Fintechs, Bitcoin and DeFi: the challenges for a new financial market

One of the main conclusions was that, if that happened, it would be impossible for any government to reverse the process without using some form of restriction for that community, such as blocking internet access or making Bitcoin trading illegal and arresting anyone involved in this activity. .

Since then, this market has developed a lot. Today, clearly, what used to be a set of solutions around Bitcoin has become a much more complete and complex ecosystem. And among these solutions, a few years ago, the structures that are known as DeFi emerged.

An important point of comparison is with the fintech movement. They came to improve the solutions already present in the market – that is, to do what banks and other financial agents were already doing, but in a more customer-focused, direct, cheap way, among other characteristics. To do so, they used various existing technologies, but they were – and are – playing the game as it is.

Fintechs do not propose drastic system change solutions. They fall within the existing regulations of the various countries and many, as they grow, even transform themselves into proper and regulated banks.

Architecture created from scratch
In the case of DeFi, the focus is to create a new global financial architecture, in which local rules, intermediaries or trading logic are defined by software and work in a direct, distributed and transparent way for everyone who wants to access it.

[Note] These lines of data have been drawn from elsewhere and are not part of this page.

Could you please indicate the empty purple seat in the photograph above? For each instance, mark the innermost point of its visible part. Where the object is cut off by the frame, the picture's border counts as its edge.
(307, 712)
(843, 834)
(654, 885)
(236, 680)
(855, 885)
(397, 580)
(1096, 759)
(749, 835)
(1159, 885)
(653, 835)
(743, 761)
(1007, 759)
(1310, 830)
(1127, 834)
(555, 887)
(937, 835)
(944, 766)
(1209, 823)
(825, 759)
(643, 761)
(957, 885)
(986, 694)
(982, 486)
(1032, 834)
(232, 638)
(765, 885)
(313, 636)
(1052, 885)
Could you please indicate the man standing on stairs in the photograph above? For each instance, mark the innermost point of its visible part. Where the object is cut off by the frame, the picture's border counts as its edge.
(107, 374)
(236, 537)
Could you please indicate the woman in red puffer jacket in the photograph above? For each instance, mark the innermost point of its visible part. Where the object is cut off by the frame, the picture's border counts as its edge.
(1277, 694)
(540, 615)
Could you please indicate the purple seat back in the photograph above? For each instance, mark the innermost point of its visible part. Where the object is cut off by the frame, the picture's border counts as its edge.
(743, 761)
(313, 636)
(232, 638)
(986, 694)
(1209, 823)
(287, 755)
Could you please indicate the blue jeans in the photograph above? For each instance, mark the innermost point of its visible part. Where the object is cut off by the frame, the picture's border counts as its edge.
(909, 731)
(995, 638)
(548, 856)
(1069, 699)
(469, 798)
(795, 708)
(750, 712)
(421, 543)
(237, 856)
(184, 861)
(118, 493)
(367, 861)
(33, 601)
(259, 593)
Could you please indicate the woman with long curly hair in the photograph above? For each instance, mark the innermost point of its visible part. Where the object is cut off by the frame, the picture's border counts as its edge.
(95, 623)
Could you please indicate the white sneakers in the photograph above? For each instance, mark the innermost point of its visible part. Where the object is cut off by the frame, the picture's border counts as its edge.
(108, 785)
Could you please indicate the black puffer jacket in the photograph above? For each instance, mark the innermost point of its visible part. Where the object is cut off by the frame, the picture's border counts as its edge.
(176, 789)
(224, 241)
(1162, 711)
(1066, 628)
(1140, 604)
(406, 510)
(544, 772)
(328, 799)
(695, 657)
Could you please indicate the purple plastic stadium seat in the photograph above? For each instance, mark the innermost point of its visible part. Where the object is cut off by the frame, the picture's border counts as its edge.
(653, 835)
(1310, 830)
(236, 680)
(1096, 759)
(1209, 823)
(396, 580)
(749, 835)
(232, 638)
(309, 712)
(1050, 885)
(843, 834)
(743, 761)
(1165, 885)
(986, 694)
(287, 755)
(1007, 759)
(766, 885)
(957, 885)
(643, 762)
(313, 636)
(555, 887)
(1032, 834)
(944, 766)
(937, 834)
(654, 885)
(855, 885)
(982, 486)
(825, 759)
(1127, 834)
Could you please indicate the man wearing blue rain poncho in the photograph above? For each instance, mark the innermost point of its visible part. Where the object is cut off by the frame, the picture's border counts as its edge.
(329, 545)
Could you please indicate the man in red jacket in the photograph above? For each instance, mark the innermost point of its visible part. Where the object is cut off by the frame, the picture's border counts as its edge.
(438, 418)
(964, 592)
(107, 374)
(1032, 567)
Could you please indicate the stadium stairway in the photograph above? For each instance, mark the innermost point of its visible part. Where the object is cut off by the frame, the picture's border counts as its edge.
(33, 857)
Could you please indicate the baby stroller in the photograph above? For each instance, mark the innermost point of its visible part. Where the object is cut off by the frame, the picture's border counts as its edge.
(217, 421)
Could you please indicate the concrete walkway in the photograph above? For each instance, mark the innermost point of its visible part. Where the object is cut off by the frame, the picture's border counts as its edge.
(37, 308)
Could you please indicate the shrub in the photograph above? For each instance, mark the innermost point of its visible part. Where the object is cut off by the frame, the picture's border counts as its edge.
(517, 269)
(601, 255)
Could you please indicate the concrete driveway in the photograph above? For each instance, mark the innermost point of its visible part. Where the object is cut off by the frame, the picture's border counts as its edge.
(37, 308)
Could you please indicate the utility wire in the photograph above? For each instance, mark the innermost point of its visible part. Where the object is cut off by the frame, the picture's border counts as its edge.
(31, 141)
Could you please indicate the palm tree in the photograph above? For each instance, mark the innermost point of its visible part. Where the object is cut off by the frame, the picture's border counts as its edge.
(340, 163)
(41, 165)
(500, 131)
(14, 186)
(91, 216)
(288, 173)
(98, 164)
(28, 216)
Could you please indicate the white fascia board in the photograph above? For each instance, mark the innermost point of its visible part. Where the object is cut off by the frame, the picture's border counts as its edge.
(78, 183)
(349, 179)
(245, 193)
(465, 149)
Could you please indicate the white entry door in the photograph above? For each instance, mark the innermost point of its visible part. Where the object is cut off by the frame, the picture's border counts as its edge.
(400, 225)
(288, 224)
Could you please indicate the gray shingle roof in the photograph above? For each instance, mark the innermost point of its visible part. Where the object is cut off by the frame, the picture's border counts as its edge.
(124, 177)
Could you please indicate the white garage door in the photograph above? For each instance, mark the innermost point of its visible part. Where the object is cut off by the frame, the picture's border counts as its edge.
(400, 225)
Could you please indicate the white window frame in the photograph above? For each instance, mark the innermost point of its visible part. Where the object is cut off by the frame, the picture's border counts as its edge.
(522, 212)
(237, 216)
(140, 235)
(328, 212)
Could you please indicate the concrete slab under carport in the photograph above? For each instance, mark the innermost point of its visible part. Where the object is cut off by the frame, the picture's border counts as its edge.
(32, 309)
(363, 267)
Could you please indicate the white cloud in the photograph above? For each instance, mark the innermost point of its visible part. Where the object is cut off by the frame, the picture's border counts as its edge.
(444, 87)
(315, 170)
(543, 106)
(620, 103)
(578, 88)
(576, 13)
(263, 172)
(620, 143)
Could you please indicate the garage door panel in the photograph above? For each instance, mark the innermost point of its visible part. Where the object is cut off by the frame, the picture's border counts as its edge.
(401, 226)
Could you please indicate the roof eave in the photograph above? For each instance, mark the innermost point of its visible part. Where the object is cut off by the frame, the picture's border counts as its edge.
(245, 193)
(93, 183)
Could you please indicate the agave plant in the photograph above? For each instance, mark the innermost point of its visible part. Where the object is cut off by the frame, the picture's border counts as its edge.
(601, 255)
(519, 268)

There is no regulator, regulated entity, geographic base, usage restrictions, know your costumer, anti-money laundering, compliance and all the current legal apparatus involving the local or global architecture of the financial market.

The protocols, in general developed together with the Ethereum network, have their own rules that are transparent to everyone who wants to use them. It is, therefore, inclusive, fast, transparent, efficient and effective.

As an example, let’s think about MakerDao, one of these protocols. Through it, you can deposit an asset and, based on that deposit, acquire a dollar loan. For that, it uses the infrastructure of the Ethereum blockchain. For each asset deposited, there is a pre-defined rule of how much you can borrow.